During the Carlovingian period, we come across a few heretics, but they gave little trouble.
The Adoptianism of Elipandus, Archbishop of Toledo, and Felix, Bishop of Urgel, was abandoned by its authors, after it had been condemned by Pope Adrian I, and several provincial councils.[1]
[1] Einhard: Annales, ann. 792, in the Mon. Germ. SS., vol. 1, p. 179.

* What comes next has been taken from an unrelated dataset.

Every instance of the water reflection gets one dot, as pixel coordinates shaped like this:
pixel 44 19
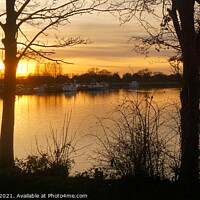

A more important heresy arose in the ninth century. Godescalcus, a monk of Orbais, in the diocese of Soissons, taught that Jesus Christ did not die for all men. His errors on predestination were condemned as heretical by the Council of Mainz (848); and Quierzy (849); and he himself was sentenced to be flogged and then imprisoned for life in the monastery of Hautvilliers.[1] But this punishment of flogging was a purely ecclesiastical penalty. Archbishop Hincmar, in ordering it, declared that he was acting in accordance with the rule of St. Benedict, and a canon of the Council of Agde.
[1] "In nostra parochia … monasteriali costudiæ mancipatus est." Hincmar's letter to Pope Nicholas I, Hincmari Opera, ed. Sirmond, Paris, 1645, vol. ii, p. 262.
The imprisonment to which Godescalcus was subjected was likewise a monastic punishment. Practically, it did not imply much more than the confinement strictly required by the rules of his convent. It is interesting to note that imprisonment for crime is of purely ecclesiastical origin. The Roman law knew nothing of it. It was at first a penalty peculiar to monks and clerics, although later on laymen also were subjected to it.
About the year 1000, the Manicheans, under various names, came from Bulgaria, and spread over western Europe.[1] We meet them about this time in Italy, Spain, France, and Germany. Public sentiment soon became bitter against them, and they became the victims of a general, though intermittent, persecution. Orléans, Arras, Cambrai, Châlons, Goslai, Liège, Soissons, Ravenna, Monteforte, Asti, and Toulouse became the field of their propaganda, and often the place of their execution. Several heretics like Peter of Bruys, Henry of Lausanne, Arnold of Brescia, and Éon de l'Étoile (Eudo de Stella), likewise troubled the Church, who to stop their bold propaganda used force herself, or permitted the State or the people to use it.
[1] Cf. C. Schmidt, Histoire et doctrine de la secte des Cathares, vol. 1, pp. 16-54, 82.